The CP volumes of CN volunteers, SMC patients, EMCI patients, LMCI patients, and AD patients are 1583.9 ± 362.3 mm3, 1629.3 ± 355.9 mm3, 1652.5 ± 391.7 mm3, 1724.4 ± 414.7 mm3 and 1800.2 ± 343.0 mm3. Means of 5 groups were significantly different (F=6.973, p<0.001) and AD patients had significantly larger CP volume than CN, SMC, and EMCI in the Tukey post hoc test. The distribution of the CP volume for 5 groups is shown in Figure 2.

In each univariate model, a significant linear relation was found between CP volume and corresponding protein level (p<0.001) (Figure 3). After excluding insignificant variables, the final regression models are presented in Table 2. CP/parenchyma ratio exhibited significant correlations with Aβ42 and p-tau while CP volume was correlated with t-tau.

Discussion

This study demonstrated the significant correlation between the CP and AD protein biomarkers. This results were consistent with previous works on the relationship between CP volume and Aβ42, t-tau, and p-tau proteins. In addition, the CP/parenchyma ratio correlated with Aβ42 and p-tau are reported here for the first time. The improved sensitivity may have benefited from the proposed CP segmentation pipeline, which showed superior accuracy compared with FreeSurfer and FastSurfer. It should be noted that our proposed pipeline focuses on the CP located in the LVEN. The third ventricle and the fourth ventricle were not included. Other characteristics of the CP, such as curvature and dynamic movement are also worth investigating in the future.

Acknowledgements

This work is supported by the National Key R&D Program of China (2022ZD0118004), the Alzheimer's Association (AARF-18-566347), Zhejiang Provincial Natural Science Foundation of China (LGJ22H180004, 202006140, and 2022C03057), and the MOE Frontier Science Center for Brain Science & Brain-Machine Integration, Zhejiang University.

References

[1] Iliff JJ, Wang M, Liao Y, Plogg BA, Peng W, Gundersen GA, Benveniste H, Vates GE, Deane R, Goldman SA, Nagelhus EA. A paravascular pathway facilitates CSF flow through the brain parenchyma and the clearance of interstitial solutes, including amyloid β. Science translational medicine. 2012 Aug 15;4(147):147ra111.

[2] Lohela TJ, Lilius TO, Nedergaard M. The glymphatic system: implications for drugs for central nervous system diseases. Nature Reviews Drug Discovery. 2022 Oct;21(10):763-79.

[3] Zhao L, Feng X, Hu Y, Wu D, Meyer CH, Alsop DC. Changes of Choroid Plexus Volume in Alzheimer’s Patients. In Proceedings of the International Society for Magnetic Resonance in Medicine 2021(2374).

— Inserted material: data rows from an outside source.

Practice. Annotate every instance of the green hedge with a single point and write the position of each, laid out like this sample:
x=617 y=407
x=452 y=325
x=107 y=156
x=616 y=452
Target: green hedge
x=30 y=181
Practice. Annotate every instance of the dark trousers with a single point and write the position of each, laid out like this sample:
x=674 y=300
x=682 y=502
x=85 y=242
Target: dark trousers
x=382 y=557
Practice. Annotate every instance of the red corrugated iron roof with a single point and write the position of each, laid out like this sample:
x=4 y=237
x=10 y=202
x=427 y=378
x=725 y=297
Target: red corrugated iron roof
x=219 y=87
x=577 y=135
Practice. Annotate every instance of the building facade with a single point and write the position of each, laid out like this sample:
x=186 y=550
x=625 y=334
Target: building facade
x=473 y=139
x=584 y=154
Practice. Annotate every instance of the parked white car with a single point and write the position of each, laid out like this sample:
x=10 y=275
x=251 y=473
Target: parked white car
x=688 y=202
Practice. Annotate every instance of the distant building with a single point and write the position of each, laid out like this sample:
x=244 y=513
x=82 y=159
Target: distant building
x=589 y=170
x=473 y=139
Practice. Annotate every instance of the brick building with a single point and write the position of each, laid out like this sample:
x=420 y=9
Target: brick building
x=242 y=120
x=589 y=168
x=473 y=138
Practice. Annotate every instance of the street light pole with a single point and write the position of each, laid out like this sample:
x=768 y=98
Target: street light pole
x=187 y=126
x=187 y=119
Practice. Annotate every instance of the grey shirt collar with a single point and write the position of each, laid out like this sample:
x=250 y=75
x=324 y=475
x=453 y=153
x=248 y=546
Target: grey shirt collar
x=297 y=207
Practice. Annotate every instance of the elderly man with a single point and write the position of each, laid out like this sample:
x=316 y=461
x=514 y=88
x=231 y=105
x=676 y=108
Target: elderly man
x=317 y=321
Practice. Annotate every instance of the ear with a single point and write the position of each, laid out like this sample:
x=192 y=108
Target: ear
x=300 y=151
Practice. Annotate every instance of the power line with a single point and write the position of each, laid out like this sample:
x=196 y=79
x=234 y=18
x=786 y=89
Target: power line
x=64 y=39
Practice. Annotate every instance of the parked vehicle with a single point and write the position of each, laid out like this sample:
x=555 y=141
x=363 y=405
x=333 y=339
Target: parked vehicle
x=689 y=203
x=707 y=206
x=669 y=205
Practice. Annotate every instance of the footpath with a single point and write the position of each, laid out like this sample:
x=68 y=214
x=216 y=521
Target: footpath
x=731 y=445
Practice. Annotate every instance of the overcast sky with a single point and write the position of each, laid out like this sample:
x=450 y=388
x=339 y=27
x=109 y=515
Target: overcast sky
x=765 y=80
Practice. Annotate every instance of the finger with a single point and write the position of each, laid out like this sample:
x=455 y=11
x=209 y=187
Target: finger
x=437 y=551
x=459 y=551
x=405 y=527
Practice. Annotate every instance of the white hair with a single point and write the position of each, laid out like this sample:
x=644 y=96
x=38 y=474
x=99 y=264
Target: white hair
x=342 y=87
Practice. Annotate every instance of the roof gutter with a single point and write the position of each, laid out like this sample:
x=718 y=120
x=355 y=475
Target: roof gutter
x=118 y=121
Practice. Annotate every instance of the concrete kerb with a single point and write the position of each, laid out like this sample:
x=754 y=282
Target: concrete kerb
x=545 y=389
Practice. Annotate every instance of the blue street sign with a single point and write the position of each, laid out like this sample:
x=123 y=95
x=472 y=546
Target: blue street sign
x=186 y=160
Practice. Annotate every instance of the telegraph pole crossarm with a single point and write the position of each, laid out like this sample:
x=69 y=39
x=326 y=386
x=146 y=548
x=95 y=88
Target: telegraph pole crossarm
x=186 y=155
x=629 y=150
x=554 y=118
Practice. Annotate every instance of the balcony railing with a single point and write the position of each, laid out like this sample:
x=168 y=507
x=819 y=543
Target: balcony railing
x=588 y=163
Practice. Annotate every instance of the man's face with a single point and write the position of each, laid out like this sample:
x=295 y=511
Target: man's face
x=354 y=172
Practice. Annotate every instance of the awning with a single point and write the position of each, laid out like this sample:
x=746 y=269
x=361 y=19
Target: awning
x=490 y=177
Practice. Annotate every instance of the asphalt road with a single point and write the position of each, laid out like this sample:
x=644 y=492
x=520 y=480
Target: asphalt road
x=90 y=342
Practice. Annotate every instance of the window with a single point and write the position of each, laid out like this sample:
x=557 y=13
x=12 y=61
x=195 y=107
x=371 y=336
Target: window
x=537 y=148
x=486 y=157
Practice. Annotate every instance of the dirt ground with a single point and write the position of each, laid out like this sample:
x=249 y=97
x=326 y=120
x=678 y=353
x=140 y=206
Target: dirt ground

[4] Tadayon E, Pascual-Leone A, Press D, Santarnecchi E, Alzheimer's Disease Neuroimaging Initiative. Choroid plexus volume is associated with levels of CSF proteins: relevance for Alzheimer's and Parkinson's disease. Neurobiology of aging. 2020 May 1;89:108-17.

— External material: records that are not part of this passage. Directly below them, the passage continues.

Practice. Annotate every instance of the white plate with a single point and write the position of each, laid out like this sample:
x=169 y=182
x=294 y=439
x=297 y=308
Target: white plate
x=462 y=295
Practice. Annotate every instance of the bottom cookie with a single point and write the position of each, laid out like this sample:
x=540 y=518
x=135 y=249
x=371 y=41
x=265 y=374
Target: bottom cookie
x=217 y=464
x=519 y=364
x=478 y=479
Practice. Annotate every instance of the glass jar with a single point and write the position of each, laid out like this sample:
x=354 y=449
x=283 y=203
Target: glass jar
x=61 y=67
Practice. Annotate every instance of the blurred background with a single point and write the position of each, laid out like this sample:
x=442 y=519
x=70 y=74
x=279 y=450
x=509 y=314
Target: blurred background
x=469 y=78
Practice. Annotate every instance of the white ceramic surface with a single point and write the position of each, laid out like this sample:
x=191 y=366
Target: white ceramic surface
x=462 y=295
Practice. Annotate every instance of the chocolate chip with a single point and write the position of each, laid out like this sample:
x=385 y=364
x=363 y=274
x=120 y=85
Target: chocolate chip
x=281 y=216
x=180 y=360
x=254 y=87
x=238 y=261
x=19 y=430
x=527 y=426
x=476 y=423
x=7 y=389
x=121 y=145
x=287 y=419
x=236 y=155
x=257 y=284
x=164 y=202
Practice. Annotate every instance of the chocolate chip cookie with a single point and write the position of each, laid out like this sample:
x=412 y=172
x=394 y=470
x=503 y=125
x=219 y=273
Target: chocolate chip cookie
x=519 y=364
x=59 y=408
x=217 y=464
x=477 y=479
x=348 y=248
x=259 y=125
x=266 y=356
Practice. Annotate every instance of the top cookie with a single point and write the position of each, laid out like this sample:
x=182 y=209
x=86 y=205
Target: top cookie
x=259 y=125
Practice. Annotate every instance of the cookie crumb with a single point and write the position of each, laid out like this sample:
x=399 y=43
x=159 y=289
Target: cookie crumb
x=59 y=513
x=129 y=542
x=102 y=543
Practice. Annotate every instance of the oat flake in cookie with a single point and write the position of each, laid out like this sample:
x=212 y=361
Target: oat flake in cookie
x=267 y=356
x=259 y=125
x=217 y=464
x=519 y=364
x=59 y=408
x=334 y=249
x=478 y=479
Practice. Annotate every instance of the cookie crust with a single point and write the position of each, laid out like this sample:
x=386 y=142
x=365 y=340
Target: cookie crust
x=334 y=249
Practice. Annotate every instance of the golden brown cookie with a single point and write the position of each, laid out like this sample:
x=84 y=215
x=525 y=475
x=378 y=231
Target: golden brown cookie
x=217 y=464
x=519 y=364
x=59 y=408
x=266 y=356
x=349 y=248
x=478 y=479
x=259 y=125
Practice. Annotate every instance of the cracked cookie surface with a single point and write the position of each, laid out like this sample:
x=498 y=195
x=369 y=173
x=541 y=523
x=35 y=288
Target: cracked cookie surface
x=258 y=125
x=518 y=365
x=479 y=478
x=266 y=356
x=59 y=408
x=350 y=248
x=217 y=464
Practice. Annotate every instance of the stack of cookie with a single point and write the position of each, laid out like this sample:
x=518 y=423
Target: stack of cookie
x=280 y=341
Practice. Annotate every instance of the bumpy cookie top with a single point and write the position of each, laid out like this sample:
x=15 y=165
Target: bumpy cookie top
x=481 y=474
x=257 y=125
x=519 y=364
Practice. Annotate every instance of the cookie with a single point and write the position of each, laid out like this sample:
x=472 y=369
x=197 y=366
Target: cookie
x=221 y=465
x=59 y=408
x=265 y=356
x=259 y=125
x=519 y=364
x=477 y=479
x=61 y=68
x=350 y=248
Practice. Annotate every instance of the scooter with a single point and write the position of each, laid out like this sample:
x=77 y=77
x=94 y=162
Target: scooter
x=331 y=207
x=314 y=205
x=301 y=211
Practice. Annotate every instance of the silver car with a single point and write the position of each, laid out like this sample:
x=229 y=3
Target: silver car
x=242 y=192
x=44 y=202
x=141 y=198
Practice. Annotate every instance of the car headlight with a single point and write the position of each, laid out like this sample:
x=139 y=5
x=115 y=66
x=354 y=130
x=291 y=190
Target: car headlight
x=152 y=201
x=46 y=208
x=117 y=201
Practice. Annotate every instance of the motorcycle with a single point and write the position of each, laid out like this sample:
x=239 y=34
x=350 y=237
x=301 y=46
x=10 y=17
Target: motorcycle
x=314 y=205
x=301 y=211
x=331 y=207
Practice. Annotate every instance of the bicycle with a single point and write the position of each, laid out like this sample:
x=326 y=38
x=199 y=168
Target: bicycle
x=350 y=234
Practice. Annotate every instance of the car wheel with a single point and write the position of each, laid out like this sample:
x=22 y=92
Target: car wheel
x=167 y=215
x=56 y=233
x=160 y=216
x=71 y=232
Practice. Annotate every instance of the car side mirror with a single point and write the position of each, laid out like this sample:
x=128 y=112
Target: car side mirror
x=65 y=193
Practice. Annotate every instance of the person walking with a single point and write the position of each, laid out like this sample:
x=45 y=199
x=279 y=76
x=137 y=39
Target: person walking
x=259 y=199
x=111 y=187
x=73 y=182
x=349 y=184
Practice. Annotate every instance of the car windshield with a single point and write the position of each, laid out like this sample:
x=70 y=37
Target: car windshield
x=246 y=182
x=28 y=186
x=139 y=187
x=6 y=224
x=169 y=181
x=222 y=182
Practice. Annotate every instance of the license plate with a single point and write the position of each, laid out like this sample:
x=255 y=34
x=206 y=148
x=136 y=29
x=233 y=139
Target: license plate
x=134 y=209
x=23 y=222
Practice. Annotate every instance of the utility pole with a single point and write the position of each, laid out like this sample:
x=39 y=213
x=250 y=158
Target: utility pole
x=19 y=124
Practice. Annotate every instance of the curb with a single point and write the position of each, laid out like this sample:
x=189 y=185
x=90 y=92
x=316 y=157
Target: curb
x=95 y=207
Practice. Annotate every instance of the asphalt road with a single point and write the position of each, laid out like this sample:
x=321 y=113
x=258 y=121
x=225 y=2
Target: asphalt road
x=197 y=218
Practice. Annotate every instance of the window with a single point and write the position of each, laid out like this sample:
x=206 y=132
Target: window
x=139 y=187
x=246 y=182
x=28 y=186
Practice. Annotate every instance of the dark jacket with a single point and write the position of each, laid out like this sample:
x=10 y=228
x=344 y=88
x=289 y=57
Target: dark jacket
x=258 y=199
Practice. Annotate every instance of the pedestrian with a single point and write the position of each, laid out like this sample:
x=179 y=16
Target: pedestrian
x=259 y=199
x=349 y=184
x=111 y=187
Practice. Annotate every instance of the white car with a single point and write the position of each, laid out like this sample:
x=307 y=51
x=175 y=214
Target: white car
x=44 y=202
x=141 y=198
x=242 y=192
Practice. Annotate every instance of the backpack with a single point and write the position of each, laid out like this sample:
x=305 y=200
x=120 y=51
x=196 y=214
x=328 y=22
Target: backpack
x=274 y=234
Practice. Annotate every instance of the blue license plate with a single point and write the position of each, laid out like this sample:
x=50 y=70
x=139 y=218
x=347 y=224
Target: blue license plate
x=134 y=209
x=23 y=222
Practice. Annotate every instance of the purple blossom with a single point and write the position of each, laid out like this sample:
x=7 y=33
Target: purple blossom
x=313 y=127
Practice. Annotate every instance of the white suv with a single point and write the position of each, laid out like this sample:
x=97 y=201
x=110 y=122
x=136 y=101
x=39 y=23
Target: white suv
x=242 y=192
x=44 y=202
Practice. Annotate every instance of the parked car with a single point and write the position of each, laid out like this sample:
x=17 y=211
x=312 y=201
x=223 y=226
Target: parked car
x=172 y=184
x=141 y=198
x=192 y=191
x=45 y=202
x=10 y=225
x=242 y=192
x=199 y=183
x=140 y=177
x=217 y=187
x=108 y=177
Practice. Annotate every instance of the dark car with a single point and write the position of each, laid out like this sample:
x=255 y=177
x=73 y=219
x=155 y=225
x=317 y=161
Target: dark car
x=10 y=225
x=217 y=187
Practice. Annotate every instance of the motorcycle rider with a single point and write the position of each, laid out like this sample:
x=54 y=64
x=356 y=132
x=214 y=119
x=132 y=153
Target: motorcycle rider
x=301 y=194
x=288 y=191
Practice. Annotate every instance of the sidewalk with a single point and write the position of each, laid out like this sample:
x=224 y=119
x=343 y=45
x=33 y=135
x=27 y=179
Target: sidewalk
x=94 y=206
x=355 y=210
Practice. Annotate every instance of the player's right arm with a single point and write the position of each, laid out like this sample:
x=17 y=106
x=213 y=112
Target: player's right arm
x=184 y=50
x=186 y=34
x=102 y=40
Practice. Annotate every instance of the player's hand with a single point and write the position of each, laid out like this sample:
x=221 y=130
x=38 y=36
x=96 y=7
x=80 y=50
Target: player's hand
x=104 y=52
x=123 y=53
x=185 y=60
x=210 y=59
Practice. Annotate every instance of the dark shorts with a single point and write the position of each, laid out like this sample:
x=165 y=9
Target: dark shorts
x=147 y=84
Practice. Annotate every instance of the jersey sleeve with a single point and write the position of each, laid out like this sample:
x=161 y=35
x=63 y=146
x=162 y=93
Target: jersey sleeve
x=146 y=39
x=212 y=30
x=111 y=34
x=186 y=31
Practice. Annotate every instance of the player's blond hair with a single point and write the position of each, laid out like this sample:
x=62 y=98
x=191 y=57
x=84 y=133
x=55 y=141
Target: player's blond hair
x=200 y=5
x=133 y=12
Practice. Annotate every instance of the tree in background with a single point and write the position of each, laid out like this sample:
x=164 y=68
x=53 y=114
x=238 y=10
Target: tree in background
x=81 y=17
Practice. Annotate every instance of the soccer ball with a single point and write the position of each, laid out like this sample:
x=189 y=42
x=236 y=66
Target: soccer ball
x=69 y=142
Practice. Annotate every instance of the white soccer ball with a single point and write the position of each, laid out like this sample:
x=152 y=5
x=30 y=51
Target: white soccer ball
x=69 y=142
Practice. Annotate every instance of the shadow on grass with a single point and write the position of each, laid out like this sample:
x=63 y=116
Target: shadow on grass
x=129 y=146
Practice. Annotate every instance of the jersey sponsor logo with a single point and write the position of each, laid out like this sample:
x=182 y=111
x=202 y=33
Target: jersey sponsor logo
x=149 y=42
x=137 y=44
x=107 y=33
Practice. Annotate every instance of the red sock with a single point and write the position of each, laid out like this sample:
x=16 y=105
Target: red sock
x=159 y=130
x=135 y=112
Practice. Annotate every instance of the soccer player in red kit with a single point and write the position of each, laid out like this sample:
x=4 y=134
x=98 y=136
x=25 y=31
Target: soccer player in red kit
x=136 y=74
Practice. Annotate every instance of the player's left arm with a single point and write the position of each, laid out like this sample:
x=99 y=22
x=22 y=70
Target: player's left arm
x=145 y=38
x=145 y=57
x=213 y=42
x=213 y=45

[5] Choi JD, Moon Y, Kim HJ, Yim Y, Lee S, Moon WJ. Choroid plexus volume and permeability at brain MRI within the Alzheimer disease clinical spectrum. Radiology. 2022 May 17:212400.

[6] Deep Learning tools for brain medical images. https://github.com/rockstreamguy/deepbrain

[7] Çiçek Ö, Abdulkadir A, Lienkamp SS, Brox T, Ronneberger O. 3D U-Net: learning dense volumetric segmentation from sparse annotation. In International conference on medical image computing and computer-assisted intervention 2016 Oct 17 (pp. 424-432). Springer, Cham

[8] Zhao L, Feng X, Meyer CH, Alsop DC. Choroid plexus segmentation using optimized 3D U-Net. In 2020 IEEE 17th International Symposium on Biomedical Imaging (ISBI) 2020 Apr 3 (pp. 381-384). IEEE.

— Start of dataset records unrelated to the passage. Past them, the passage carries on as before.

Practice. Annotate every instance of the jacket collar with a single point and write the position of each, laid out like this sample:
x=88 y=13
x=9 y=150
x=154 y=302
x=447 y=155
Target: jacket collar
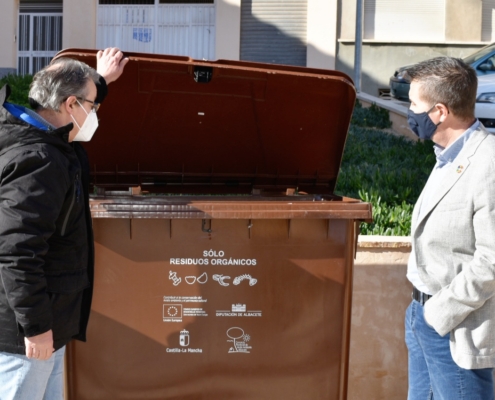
x=457 y=169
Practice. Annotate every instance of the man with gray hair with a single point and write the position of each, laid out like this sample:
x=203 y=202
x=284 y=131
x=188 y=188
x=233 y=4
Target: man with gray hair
x=46 y=242
x=450 y=324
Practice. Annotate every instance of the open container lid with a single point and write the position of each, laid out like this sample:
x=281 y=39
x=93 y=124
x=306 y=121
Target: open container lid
x=176 y=125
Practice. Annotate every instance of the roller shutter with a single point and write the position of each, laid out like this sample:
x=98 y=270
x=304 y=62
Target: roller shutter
x=274 y=31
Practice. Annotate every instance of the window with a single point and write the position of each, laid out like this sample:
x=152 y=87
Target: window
x=407 y=20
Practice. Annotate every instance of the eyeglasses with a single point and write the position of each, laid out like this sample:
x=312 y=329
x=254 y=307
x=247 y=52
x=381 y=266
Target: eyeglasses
x=94 y=107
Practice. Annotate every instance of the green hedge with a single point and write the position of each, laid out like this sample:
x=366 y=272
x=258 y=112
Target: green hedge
x=387 y=170
x=20 y=88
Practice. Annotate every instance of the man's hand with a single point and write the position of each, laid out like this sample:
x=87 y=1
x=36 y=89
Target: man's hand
x=40 y=346
x=110 y=63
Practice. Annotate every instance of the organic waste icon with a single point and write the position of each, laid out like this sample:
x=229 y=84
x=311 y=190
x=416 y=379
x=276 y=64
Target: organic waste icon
x=239 y=340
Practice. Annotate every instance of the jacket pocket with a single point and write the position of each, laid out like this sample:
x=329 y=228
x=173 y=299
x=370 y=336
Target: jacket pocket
x=67 y=282
x=75 y=198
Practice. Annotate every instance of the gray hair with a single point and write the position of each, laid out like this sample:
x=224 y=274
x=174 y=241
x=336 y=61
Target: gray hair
x=62 y=78
x=449 y=81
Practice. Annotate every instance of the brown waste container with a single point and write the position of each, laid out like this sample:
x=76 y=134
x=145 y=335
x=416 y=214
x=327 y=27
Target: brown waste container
x=223 y=258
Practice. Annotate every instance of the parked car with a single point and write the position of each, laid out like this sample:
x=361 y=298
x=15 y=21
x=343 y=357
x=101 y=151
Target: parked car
x=483 y=62
x=485 y=101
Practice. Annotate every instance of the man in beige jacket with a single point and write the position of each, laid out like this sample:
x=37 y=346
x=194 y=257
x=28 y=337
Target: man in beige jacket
x=450 y=324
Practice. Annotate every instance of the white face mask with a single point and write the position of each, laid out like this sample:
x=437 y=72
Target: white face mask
x=88 y=128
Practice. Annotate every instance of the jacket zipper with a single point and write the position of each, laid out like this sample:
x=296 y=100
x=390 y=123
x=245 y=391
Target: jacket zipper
x=75 y=198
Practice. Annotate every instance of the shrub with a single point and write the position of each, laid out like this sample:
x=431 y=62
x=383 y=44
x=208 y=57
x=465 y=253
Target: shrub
x=20 y=88
x=389 y=172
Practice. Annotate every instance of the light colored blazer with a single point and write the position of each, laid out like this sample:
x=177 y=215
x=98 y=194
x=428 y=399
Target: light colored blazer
x=454 y=243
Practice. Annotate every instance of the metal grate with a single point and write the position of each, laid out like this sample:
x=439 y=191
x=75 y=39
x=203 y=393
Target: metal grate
x=40 y=38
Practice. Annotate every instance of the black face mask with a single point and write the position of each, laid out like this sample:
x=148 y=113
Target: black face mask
x=421 y=124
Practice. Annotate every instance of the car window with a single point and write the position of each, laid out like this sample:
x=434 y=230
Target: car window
x=491 y=62
x=479 y=54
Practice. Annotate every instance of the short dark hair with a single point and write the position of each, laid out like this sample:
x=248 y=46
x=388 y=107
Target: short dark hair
x=449 y=81
x=62 y=78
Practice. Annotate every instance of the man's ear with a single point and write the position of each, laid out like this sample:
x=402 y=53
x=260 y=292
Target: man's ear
x=444 y=111
x=69 y=104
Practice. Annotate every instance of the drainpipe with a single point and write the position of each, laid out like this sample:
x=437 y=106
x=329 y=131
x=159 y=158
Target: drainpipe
x=358 y=44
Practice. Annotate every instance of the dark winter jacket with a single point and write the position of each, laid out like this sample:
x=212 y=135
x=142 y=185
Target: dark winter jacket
x=46 y=242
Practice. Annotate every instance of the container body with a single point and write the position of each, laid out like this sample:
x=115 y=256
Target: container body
x=237 y=309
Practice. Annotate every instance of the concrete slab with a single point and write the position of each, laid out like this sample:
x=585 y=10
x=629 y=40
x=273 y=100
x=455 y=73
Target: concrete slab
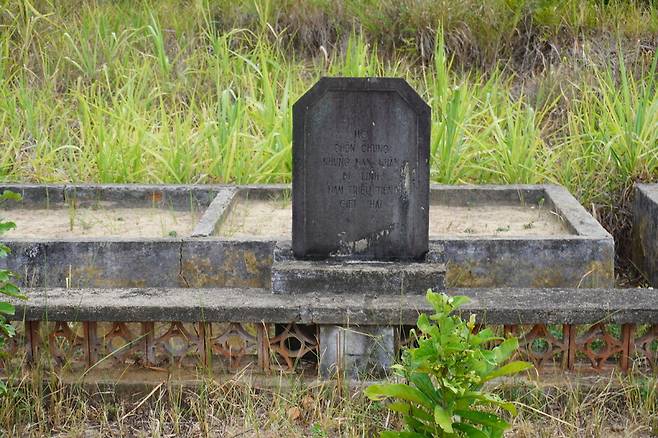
x=491 y=306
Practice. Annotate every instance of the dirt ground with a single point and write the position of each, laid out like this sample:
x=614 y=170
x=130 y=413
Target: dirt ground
x=101 y=222
x=274 y=219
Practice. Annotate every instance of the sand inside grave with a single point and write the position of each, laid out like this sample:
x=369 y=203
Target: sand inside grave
x=59 y=223
x=263 y=218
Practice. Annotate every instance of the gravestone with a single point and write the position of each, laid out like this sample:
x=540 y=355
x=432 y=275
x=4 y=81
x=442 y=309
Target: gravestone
x=361 y=171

[9] http://www.neuromorphometrics.com/2012_MICCAI_Challenge_Data.html

[10] Henschel L, Conjeti S, Estrada S, Diers K, Fischl B, Reuter M. Fastsurfer-a fast and accurate deep learning based neuroimaging pipeline. NeuroImage. 2020 Oct 1;219:117012.

Figures

Figure 1 (a) Proposed choroid plexus segmentation pipeline. (b) Performance Comparision of the choroid plexus segmentation.

Figure 2 Distribution of choroid plexus volume of CN, SMC, EMCI, LMCI, and AD patients.

Figure 3 Univariate correlation between choroid plexus volume and each kind of protein.

Table 1 Choroid plexus segmentation performance comparison on test dataset with 20 subjects.

Table 2 Final regression model after stepwise regression. “-” means this variable is excluded in the procession of stepwise regression. A p-value that is less than 0.05 is considered statistically significant.